The Syminec family lived down the street from us. And like so many families in our neighborhood, they had lots of kids, 13 to be exact. When my family moved to Overbrook, in 1962, Rosie, the youngest child, had recently been killed. She was hit by car right in front of the house. She was 4 at the time, playing in the front yard with several of her siblings. They have been left in charge of her but they weren’t paying enough attention to her.  Rosie slipped away from them and ran into the street, in between cars. The driver never saw her. When he hit her and killed her, he got out of the car, sat on the sidewalk and wept.

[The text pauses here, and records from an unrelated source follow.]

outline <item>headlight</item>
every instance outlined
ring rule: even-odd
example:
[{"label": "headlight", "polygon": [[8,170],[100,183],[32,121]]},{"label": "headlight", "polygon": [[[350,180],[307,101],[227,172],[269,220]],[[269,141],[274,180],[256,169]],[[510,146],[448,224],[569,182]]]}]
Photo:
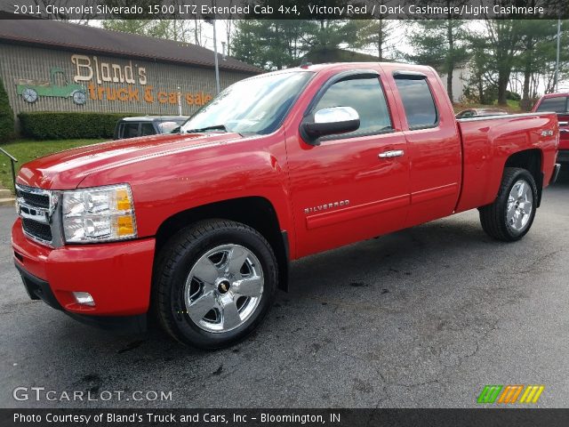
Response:
[{"label": "headlight", "polygon": [[136,238],[131,188],[127,184],[63,191],[63,234],[68,243]]}]

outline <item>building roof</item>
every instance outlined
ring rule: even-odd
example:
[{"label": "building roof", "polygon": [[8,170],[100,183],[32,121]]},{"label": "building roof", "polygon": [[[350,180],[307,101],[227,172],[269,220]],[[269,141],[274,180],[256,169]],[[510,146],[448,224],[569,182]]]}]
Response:
[{"label": "building roof", "polygon": [[[128,56],[161,62],[213,68],[213,52],[189,43],[173,42],[97,27],[41,19],[0,20],[0,43],[75,50],[111,56]],[[12,15],[13,16],[13,15]],[[220,69],[258,74],[260,68],[218,53]]]}]

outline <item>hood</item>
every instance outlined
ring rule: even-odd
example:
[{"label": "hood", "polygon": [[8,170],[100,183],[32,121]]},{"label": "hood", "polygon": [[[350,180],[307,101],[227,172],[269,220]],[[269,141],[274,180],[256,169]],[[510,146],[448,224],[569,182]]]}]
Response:
[{"label": "hood", "polygon": [[72,189],[95,171],[241,139],[238,133],[177,133],[101,142],[27,163],[21,166],[17,182],[44,189]]}]

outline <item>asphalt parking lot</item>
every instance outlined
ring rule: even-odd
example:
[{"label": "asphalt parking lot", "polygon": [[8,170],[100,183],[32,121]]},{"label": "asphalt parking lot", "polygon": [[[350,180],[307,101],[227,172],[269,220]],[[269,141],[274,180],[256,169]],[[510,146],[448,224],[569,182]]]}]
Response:
[{"label": "asphalt parking lot", "polygon": [[[259,331],[199,351],[115,336],[30,301],[0,208],[0,407],[475,407],[485,384],[569,406],[569,173],[503,244],[471,211],[293,264]],[[14,388],[166,391],[172,400],[16,401]]]}]

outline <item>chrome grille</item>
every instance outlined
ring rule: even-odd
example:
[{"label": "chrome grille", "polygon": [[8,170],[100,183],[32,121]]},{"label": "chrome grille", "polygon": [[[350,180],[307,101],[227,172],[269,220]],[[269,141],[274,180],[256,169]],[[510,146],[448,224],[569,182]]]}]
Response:
[{"label": "chrome grille", "polygon": [[42,224],[32,220],[22,218],[21,225],[30,236],[40,238],[45,242],[51,242],[53,238],[52,237],[52,228],[48,224]]},{"label": "chrome grille", "polygon": [[22,189],[20,187],[16,189],[16,196],[21,197],[27,205],[34,207],[43,207],[44,209],[49,209],[50,207],[50,197],[46,194],[32,193]]},{"label": "chrome grille", "polygon": [[60,246],[59,217],[54,214],[58,191],[16,184],[18,214],[28,238],[48,246]]}]

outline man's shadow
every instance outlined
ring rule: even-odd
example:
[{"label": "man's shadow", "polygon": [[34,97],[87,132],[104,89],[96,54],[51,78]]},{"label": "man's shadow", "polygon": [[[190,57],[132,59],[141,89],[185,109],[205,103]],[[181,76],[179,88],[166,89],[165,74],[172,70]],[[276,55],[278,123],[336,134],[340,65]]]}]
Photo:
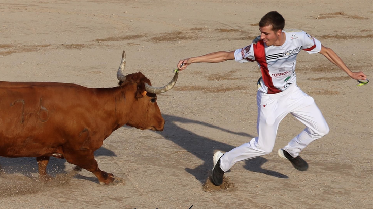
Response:
[{"label": "man's shadow", "polygon": [[[248,137],[248,141],[254,136],[244,133],[233,132],[216,126],[182,117],[163,114],[166,121],[164,131],[159,133],[165,139],[172,141],[204,161],[204,164],[195,168],[186,168],[185,171],[194,176],[202,183],[208,178],[209,170],[213,168],[213,155],[215,150],[228,152],[235,147],[225,143],[213,140],[208,138],[198,135],[176,125],[179,123],[196,123],[210,128],[219,130],[233,135]],[[262,169],[261,165],[268,160],[262,157],[258,157],[246,161],[245,169],[254,172],[260,172],[268,175],[282,178],[287,178],[287,176],[274,171]],[[229,172],[229,171],[228,171]]]}]

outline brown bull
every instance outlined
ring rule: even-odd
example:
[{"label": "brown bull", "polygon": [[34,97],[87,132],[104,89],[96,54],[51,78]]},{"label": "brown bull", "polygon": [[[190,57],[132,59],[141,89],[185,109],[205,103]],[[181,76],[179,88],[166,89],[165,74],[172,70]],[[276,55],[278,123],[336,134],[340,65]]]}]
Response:
[{"label": "brown bull", "polygon": [[49,157],[92,172],[100,184],[114,180],[101,171],[94,152],[115,130],[126,124],[162,131],[164,120],[155,94],[168,85],[151,86],[141,72],[123,75],[125,53],[117,73],[119,86],[89,88],[53,82],[0,82],[0,156],[36,157],[39,177],[46,178]]}]

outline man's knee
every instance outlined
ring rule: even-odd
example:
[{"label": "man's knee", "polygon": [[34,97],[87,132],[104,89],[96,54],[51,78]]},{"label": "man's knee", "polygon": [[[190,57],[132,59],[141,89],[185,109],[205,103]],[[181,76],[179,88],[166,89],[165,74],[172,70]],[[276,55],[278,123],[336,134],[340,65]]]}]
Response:
[{"label": "man's knee", "polygon": [[261,155],[270,154],[273,150],[273,146],[271,147],[257,147],[260,149]]},{"label": "man's knee", "polygon": [[325,123],[321,129],[319,129],[319,134],[322,136],[325,136],[329,133],[330,129],[327,124]]}]

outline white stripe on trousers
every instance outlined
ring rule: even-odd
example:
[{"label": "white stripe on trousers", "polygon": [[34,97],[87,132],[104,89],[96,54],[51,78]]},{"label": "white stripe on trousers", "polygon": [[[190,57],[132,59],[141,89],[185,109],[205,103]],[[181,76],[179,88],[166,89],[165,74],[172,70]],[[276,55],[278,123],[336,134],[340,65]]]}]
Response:
[{"label": "white stripe on trousers", "polygon": [[258,137],[225,153],[220,159],[220,168],[227,171],[234,164],[269,154],[275,145],[280,122],[288,113],[306,125],[306,128],[283,148],[294,157],[312,141],[329,132],[329,127],[314,99],[293,83],[287,90],[267,94],[257,94]]}]

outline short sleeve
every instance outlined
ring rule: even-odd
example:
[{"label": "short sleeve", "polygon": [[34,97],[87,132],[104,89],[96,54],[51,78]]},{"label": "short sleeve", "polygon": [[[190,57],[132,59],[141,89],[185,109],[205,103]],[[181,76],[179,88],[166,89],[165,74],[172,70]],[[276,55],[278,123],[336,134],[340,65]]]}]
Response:
[{"label": "short sleeve", "polygon": [[321,43],[303,31],[304,43],[302,49],[309,54],[317,53],[321,50]]},{"label": "short sleeve", "polygon": [[255,61],[253,44],[251,44],[242,49],[236,49],[234,52],[234,59],[237,62],[241,63]]}]

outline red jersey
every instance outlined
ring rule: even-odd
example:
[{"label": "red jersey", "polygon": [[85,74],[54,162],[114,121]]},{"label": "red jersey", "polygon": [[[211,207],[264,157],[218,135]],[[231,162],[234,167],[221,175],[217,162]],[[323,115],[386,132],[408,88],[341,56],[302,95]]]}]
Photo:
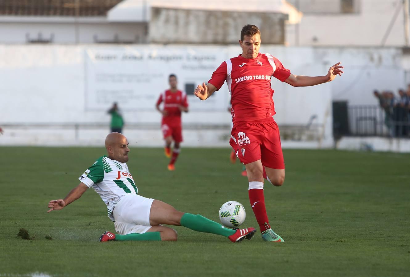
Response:
[{"label": "red jersey", "polygon": [[271,88],[272,76],[282,82],[290,75],[279,60],[259,53],[255,59],[240,55],[222,63],[208,82],[218,90],[226,81],[231,94],[232,121],[256,121],[276,113]]},{"label": "red jersey", "polygon": [[164,102],[164,109],[168,113],[166,115],[162,117],[162,122],[166,122],[169,125],[180,124],[181,111],[178,106],[181,105],[185,108],[188,107],[187,94],[180,90],[177,90],[175,92],[170,90],[165,90],[159,95],[157,104],[159,105],[162,102]]}]

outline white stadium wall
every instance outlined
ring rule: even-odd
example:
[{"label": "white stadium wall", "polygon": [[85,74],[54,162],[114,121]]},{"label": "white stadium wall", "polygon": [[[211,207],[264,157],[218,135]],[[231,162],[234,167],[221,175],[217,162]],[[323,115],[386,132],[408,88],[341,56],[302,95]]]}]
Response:
[{"label": "white stadium wall", "polygon": [[[293,88],[273,79],[274,118],[285,132],[284,147],[333,146],[333,92],[346,89],[344,95],[354,95],[354,101],[374,104],[371,92],[375,83],[383,81],[380,76],[386,82],[404,81],[397,77],[400,68],[390,66],[394,61],[388,59],[394,49],[264,46],[261,51],[276,56],[296,74],[324,74],[339,60],[353,67],[333,83],[310,88]],[[102,145],[110,119],[106,111],[116,101],[130,142],[161,146],[161,117],[154,106],[168,86],[169,74],[177,74],[184,90],[185,84],[207,81],[222,61],[241,52],[237,46],[0,45],[0,126],[5,129],[0,145]],[[383,58],[376,59],[376,65],[366,59],[371,52]],[[360,72],[354,70],[365,66],[374,74],[358,79]],[[366,91],[349,90],[354,81]],[[188,97],[190,112],[182,118],[184,145],[228,146],[231,119],[226,85],[204,101]]]}]

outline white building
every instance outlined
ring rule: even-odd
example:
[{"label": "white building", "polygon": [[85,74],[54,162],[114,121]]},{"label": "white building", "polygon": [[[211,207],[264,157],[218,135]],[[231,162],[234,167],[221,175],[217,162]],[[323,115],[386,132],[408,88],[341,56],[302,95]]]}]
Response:
[{"label": "white building", "polygon": [[303,13],[300,23],[288,25],[288,45],[408,46],[405,35],[408,24],[408,0],[287,2]]}]

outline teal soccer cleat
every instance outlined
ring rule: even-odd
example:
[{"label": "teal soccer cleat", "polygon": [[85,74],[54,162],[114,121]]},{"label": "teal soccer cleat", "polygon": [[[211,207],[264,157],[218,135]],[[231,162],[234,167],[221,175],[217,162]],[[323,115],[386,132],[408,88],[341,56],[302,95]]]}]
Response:
[{"label": "teal soccer cleat", "polygon": [[265,241],[273,242],[285,242],[285,240],[278,235],[269,228],[266,231],[262,232],[262,238]]}]

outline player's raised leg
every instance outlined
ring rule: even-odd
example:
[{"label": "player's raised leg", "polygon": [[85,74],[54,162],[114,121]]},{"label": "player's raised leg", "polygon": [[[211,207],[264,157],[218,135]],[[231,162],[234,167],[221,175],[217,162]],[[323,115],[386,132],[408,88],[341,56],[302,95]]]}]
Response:
[{"label": "player's raised leg", "polygon": [[263,178],[275,187],[280,187],[285,182],[285,169],[264,167]]},{"label": "player's raised leg", "polygon": [[262,238],[267,241],[283,242],[285,241],[271,228],[265,206],[263,188],[263,167],[260,160],[245,165],[249,181],[248,194],[249,202],[259,225]]},{"label": "player's raised leg", "polygon": [[197,232],[223,236],[233,242],[244,239],[251,239],[255,231],[252,227],[237,230],[226,228],[199,214],[178,211],[171,205],[159,200],[154,200],[153,202],[150,213],[150,224],[153,226],[160,224],[182,225]]},{"label": "player's raised leg", "polygon": [[172,143],[172,137],[169,135],[164,138],[165,141],[165,146],[164,148],[164,152],[165,156],[167,158],[171,157],[171,144]]}]

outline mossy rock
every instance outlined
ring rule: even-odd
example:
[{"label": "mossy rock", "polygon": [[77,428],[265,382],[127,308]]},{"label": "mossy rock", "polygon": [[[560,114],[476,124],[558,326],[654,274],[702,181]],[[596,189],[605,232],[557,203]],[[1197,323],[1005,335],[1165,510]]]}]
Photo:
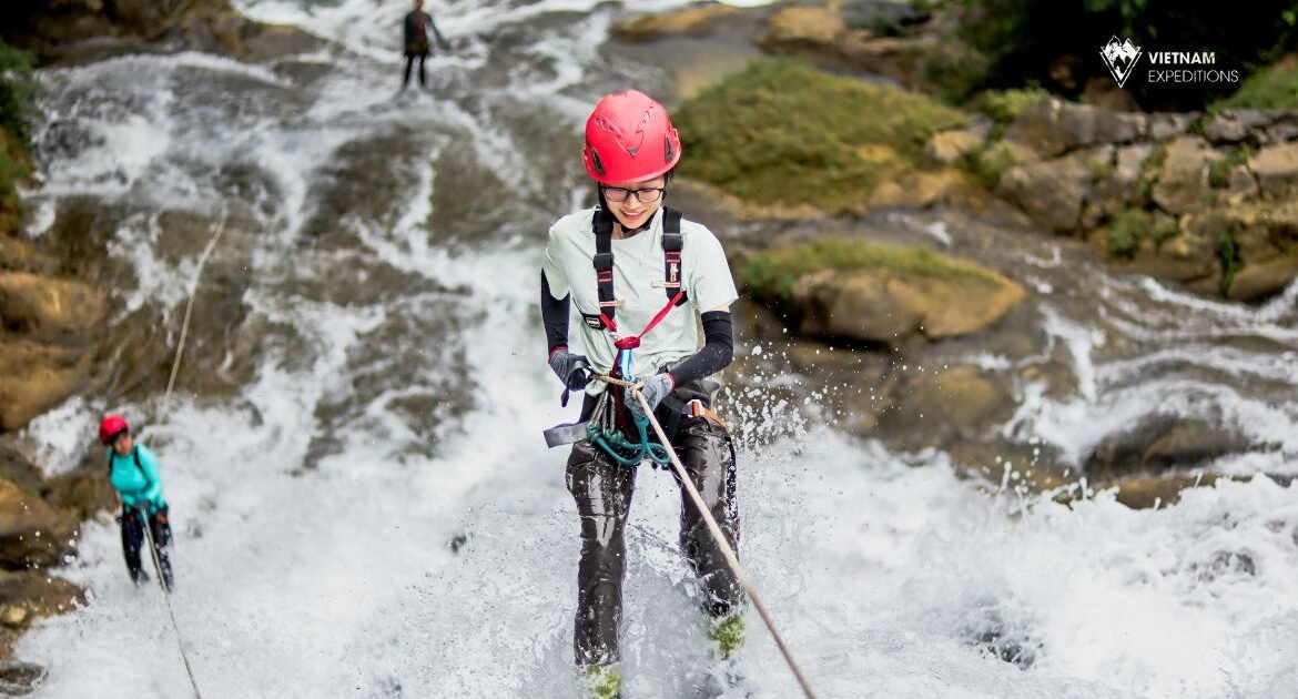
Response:
[{"label": "mossy rock", "polygon": [[675,116],[681,174],[744,201],[858,212],[885,181],[924,168],[935,133],[963,114],[896,87],[762,60]]},{"label": "mossy rock", "polygon": [[976,333],[1025,298],[986,268],[923,247],[819,239],[750,255],[753,298],[784,307],[809,335],[898,346]]}]

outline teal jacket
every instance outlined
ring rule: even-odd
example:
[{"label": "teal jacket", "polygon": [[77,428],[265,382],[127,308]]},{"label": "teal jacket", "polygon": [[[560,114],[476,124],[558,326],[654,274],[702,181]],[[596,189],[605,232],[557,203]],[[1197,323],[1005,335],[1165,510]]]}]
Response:
[{"label": "teal jacket", "polygon": [[144,444],[135,444],[131,453],[121,456],[108,450],[109,481],[122,494],[126,507],[152,504],[158,511],[166,507],[162,499],[162,477],[158,476],[158,460]]}]

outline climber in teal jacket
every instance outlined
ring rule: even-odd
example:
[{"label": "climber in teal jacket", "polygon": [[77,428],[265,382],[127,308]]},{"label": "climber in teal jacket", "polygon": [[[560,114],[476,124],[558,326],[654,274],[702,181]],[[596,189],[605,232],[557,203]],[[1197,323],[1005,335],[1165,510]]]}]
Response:
[{"label": "climber in teal jacket", "polygon": [[136,444],[126,420],[110,414],[99,425],[99,439],[108,447],[108,477],[113,487],[122,495],[122,513],[117,521],[122,525],[122,551],[126,553],[126,569],[136,583],[149,579],[140,561],[144,546],[144,522],[148,521],[157,551],[157,564],[162,573],[162,583],[171,589],[171,524],[167,521],[169,508],[162,499],[162,477],[158,474],[158,461],[144,444]]}]

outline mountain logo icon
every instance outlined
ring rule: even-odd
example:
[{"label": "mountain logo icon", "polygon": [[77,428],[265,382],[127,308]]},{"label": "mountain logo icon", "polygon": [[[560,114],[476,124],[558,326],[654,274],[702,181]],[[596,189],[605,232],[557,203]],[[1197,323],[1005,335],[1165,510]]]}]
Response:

Mrs. Syminec came charging out of the house, filled with grief, disbelief, and bewilderment. As the ambulance took her daughter’s dead body away, Mrs. Syminec went over to the man crying on the sidewalk and consoled him. She forgave him. And she moved on to care for her 12 remaining children.

Four years later, Andy, her eighth-grade son, was out with friends at dusk, on a rainy Friday evening. They were on Route #1, a busy street and they were playing chicken-in-the-road. Andy slipped and the driver didn’t see him. Andy was killed instantly. And again, the entire community mourned with Mrs. Syminec. We felt guilty for having a tinge of anger towards Andy for being so foolish and putting his mother through yet another unbearable heartbreak.

I never saw much of Mrs. Syminec after this time. But she grabbed everybody’s attention yet again in 1995, when John, one of her younger children, now in adult, was in a car accident and died instantly. This was now the third child this woman buried due to car accidents.


I wonder how all this heart ache affected her. I wonder how she talked herself into getting up each day and moving on from so much sorrow. I wonder if she was filled with an abundance of “what-ifs”. I wonder if she ever met anybody who had more sorrow than she had. I can’t imagine having that much sorrow and whenever I think of Mrs. Samonek I am filled with sorrow.